CPSC 433 Compilers Spring 2009

Project Assignment 5: Building an Optimizer

Introduction

In this project you will implement an optimizer for the Bantam Java compiler. The optimizer takes as input the root of the class hiearchy tree (i.e., the ClassTreeNode for Object) and builds optimized control flow graphs (one for each subroutine) representing the program. These control flow graphs are passed to the code generator, which uses them to generate the target assembly code.

Your optimizer will perform some high-level optimization on the abstract syntax tree as it converts it to control flow graphs as well as some low level optimization on each control flow graph. Unlike in previous projects, your compiler will target the x86 architecture (Intel's architecture and the one used in most machines including our lab machines) rather than the MIPS architecture. This will allow you to obtain accurate performance results in order to evaluate the effectiveness of your optimizer.

As in the previous projects, you will be writing the optimizer in Java from scratch. You will be given some utility code, which will help you in completing the project, but much of the design of the optimizer will be your own.

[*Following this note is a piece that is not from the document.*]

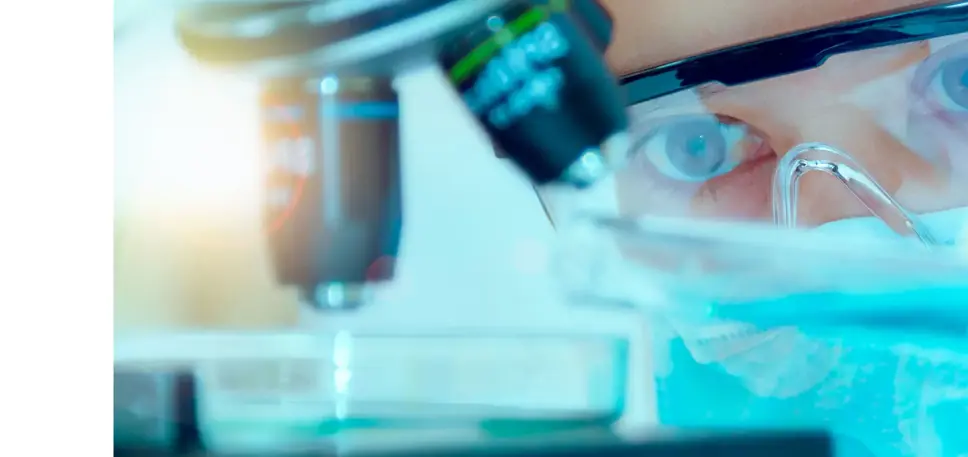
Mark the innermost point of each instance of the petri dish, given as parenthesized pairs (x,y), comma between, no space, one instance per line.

This project is due at the start of the final exam, which is in just over three weeks, i.e., on Saturday, May 9th at 1:30PM. However, a portion of your solution will be due next week by the start of lab and in two weeks at the start of lab (details are specified below).

Setup

Create a pa5 directory within the ~/cs433 directory for use in this project. Change to the newly-created pa5 directory. Note: your working directory must be ~/cs433/pa5 in order to work correctly with some of the tools in the project. So make sure you don't make a mistake in creating this directory.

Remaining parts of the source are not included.